Sr Site Reliability Engineer (us Federal)

Workday Workday · Enterprise · USA.VA.Reston

This role is for a Sr. Site Reliability Engineer supporting Workday's Federal Platform Engineering team. The engineer will be responsible for operating, monitoring, automating, maintaining, and providing metrics and observability for a Kubernetes-based platform. The role involves infrastructure automation, CI/CD pipelines, incident handling, and ensuring high availability, scalability, and security of core platform components.
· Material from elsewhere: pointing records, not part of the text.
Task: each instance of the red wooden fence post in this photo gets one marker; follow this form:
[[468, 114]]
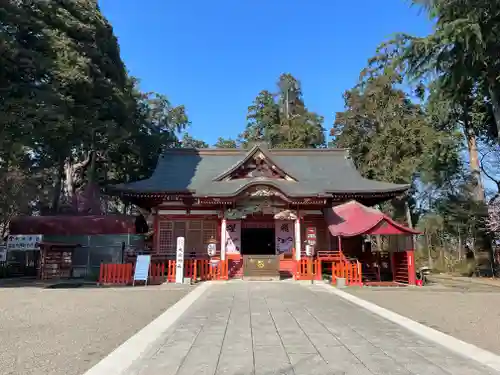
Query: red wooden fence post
[[410, 256]]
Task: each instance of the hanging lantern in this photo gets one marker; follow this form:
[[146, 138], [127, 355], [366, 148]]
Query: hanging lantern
[[212, 247]]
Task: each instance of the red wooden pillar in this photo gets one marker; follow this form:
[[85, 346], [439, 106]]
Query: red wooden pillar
[[410, 256]]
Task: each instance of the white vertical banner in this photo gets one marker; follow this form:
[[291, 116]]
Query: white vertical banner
[[298, 241], [179, 261], [223, 236], [284, 231], [233, 236]]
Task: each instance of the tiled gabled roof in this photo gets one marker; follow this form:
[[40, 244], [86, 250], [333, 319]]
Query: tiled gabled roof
[[317, 172]]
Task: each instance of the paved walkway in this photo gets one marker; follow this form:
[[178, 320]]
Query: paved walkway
[[259, 328]]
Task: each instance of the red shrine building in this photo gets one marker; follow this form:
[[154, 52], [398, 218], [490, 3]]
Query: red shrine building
[[261, 205]]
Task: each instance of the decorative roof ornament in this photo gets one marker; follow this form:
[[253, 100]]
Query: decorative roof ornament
[[286, 215]]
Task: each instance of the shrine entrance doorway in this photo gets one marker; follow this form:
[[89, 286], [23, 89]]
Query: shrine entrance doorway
[[258, 241], [260, 261]]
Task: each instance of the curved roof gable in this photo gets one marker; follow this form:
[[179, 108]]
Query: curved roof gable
[[302, 173], [257, 152]]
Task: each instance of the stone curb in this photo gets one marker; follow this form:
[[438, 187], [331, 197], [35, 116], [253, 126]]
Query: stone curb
[[120, 359], [449, 342]]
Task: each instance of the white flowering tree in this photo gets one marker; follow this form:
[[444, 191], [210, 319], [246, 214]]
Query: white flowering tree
[[494, 217]]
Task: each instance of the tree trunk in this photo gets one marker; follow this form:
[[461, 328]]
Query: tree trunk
[[410, 224], [481, 236], [73, 175], [56, 198], [495, 103], [474, 166]]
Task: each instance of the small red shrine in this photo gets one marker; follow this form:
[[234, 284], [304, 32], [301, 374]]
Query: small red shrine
[[259, 204]]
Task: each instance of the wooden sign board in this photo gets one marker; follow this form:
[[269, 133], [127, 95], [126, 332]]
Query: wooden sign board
[[311, 236]]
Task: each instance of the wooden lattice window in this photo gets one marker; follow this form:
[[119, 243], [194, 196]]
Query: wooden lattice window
[[165, 237], [196, 232]]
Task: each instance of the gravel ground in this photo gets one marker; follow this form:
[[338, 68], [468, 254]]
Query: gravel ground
[[67, 331], [468, 312]]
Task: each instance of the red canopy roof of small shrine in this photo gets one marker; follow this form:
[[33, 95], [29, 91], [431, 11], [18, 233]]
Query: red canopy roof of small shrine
[[353, 219]]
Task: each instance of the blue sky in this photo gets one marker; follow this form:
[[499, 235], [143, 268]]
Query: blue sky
[[215, 56]]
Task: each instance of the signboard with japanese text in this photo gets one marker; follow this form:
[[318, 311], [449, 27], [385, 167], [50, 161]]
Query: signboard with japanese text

While the company mentions AI and agents, the core function of this role is infrastructure and platform reliability engineering, not direct AI/ML model development or deployment.

What you'd actually do

  1. Ensuring the Workday Kubernetes based platform is maintained, healthy, and ensures high availability for our customers through, infrastructure automation, CI/CD pipelines, reporting, incident handling and response, and observability tools.
  2. Maintain core platform components, ensuring high availability, scalability, and security.
  3. Automate infrastructure provisioning, configuration management, and application deployments using tools like Terraform and Argo CD.
  4. Provide support and solve for platform-related issues, working closely with development teams to resolve problems.
  5. Implement and maintain security standard methodologies for the platform, ensuring compliance with industry standards.

Skills

Required

  • 5 years of hands-on experience working with large scale cloud infrastructure, automation, and overall DevOps methodologies
  • Bachelor's degree in a computer related field or equivalent work experience
  • Proficiency in infrastructure automation tools like Terraform
  • Experience with building, maintaining, and consuming CI/CD pipelines and tools like Argo CD
  • Strong analytical and problem-solving skills
  • Excellent communication and collaboration skills
  • Strong skills in Technical Writing Documentation for creating comprehensive technical documentation related to system architecture, operations, and reliability practices
  • Proven ability in Troubleshooting complex system issues

Nice to have

  • active TS/SCI w/CI Poly

What the JD emphasized

  • U.S. Federal Government
  • United States citizens
  • security clearance
  • TS/SCI w/CI Poly level
  • TS/SCI w/CI Poly is preferred